18.1.12

à conversa com o chefe cordeiro, no feitoria, a pretexto da nova carta, do novo livro e da nova estrela

[O Chefe Cordeiro junto ao painel Nanban, na entrada do Feitoria, em Belém (foto de divulgação)]

Os últimos meses têm sido corridos para o Chefe Cordeiro.

[O prato de perdiz vermelha selvagem que Cordeiro apresentou no Tribute to Claudia, e cuja foto partilhou no seu Facebook (direitos reservados)]

Ele foi o programa "MasterChef", a estrela Michelin arrecadada para o Feitoria (aqui), o lançamento do seu primeiro livro de receitas (aqui) ou ainda, já este mês, a solicitação para estar presente no Festival Gourmet Internacional-Tribute to Claudia do Vila Joya, a decorrer até ao próximo dia 22 no Algarve — onde preparou a sua perdiz vermelha com castanhas e trufa negra, coxas confitadas e cogumelos do bosque, um prato saído da sua atual carta de Outono-Inverno —, e para preparar um jantar inteiro de sua autoria no âmbito do programa "Prove Portugal", que terá lugar amanhã, dia 19, na Embaixada de Portugal em Madrid.

[A par do painel, os pontos de luz em caixas douradas suspensas no teto são a grande imagem de marca do Feitoria (foto de divulgação)]

Tanta novidade junta, bem como a necessidade de fazer alguns melhoramentos, explica o facto do Feitoria ter ficado de portas fechadas nas primeiras semanas de Janeiro. Reabre esta sexta, dia 20, e promete uma ou outra surpresa.

[O terraço al fresco do Feitoria, perfeito mesmo no Inverno, quando faz Sol (foto de divulgação)]

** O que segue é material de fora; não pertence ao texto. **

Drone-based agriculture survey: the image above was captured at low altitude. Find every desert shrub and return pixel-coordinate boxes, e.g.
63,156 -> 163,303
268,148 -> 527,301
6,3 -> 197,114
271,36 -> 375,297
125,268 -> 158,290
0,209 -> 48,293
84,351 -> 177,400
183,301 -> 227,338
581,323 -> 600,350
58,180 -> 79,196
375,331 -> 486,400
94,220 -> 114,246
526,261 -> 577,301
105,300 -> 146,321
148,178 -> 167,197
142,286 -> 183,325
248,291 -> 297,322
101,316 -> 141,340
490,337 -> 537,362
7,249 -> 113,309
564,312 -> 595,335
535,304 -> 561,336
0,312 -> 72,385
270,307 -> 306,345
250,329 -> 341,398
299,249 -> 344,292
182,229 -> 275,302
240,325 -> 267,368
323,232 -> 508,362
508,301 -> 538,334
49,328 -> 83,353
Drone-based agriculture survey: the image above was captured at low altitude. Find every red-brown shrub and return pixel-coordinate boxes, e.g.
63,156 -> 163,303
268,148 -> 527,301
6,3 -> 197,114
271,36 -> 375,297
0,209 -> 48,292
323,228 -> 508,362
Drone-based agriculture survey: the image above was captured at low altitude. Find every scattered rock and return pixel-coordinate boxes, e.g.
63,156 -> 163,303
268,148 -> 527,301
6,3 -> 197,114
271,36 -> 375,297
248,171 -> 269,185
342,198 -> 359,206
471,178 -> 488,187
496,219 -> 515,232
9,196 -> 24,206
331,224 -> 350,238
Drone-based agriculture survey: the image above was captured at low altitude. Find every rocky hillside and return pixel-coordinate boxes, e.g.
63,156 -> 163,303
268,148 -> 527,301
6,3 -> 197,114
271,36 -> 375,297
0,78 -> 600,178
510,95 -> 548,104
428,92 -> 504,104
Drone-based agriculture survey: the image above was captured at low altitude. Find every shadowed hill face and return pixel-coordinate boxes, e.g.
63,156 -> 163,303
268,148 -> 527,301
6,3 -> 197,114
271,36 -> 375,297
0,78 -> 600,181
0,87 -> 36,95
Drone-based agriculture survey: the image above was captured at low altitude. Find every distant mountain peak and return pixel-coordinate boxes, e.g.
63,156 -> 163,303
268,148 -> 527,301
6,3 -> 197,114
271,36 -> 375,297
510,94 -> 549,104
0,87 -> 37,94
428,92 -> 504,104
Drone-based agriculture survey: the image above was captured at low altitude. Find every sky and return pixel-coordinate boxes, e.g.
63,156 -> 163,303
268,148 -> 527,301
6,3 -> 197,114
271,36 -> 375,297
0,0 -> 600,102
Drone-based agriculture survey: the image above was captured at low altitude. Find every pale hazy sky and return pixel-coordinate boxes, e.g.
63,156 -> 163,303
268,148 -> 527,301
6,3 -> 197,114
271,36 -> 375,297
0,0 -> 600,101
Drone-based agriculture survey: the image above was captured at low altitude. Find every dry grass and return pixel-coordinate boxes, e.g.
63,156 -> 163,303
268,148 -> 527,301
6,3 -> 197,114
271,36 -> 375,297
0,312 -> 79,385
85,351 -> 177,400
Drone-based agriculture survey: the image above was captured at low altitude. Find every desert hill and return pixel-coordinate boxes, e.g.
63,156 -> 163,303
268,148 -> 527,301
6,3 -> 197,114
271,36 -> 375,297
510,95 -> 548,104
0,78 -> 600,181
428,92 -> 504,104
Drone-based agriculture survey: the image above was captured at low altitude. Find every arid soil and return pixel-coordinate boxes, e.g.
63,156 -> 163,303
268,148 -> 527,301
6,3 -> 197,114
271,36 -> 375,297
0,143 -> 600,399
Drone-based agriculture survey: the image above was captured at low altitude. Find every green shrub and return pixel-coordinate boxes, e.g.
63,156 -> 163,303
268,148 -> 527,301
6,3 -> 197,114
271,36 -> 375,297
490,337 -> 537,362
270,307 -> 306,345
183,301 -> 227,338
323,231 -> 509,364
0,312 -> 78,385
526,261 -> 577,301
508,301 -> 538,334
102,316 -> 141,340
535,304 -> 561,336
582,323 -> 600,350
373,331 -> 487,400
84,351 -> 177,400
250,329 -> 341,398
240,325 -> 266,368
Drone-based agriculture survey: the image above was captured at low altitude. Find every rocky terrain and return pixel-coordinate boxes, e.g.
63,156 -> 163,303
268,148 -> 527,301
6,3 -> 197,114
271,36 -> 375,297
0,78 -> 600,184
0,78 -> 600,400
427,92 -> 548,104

A pretexto de um artigo para a edição de Fevereiro da revista "Evasões", estive ali faz muito pouco tempo, numa tarde belíssima de Inverno, com as esplanadas do Altis Belém viradas para o Tejo cheias, à conversa com o Chefe, como não se importa de ser tratado.

[Cordeiro fez questão de escolher as toalhas, a louça, os marcadores, os copos... nada lhe escapa (foto de divulgação)]

Antes aproveitei, que não sou tolo nem nada, para degustar uns quantos pratos da carta de Outono-Inverno, devidamente maridados com vinhos escolhidos pelo escanção, que é também chefe de sala, André Figuinha.

[A adega, ao fundo, está à vista, integrada na decoração da sala (foto de divulgação)]

O que se segue, é o resultado de uma coisa e outra. Uma refeição demorada e uma boa conversa, que me fez continuar à mesa tarde adentro, sem grandes pressas.

[O Menu de Degustação de 4 Pratos (clicar na foto para ver maior)]

Em finais de Abril de 2011, Carlos Maribona, um dos críticos espanhóis mais respeitados e seguidos em Portugal, partilhou com os leitores do seu blog, o “Salsa de Chiles”, as impressões sobre o panorama gastronómico atual de Lisboa e arredores. 

[Menu de Degustação de 5 Pratos (clicar na imagem para ver maior)]

Entre as críticas negativas, o Chefe Cordeiro e o Feitoria foram dos mais visados. Acusando a falta do chefe ao leme da cozinha numa noite em que ali esteve, Maribona elogiou o lugar e os vinhos, mas achou tudo muito caro e não gostou do que provou. 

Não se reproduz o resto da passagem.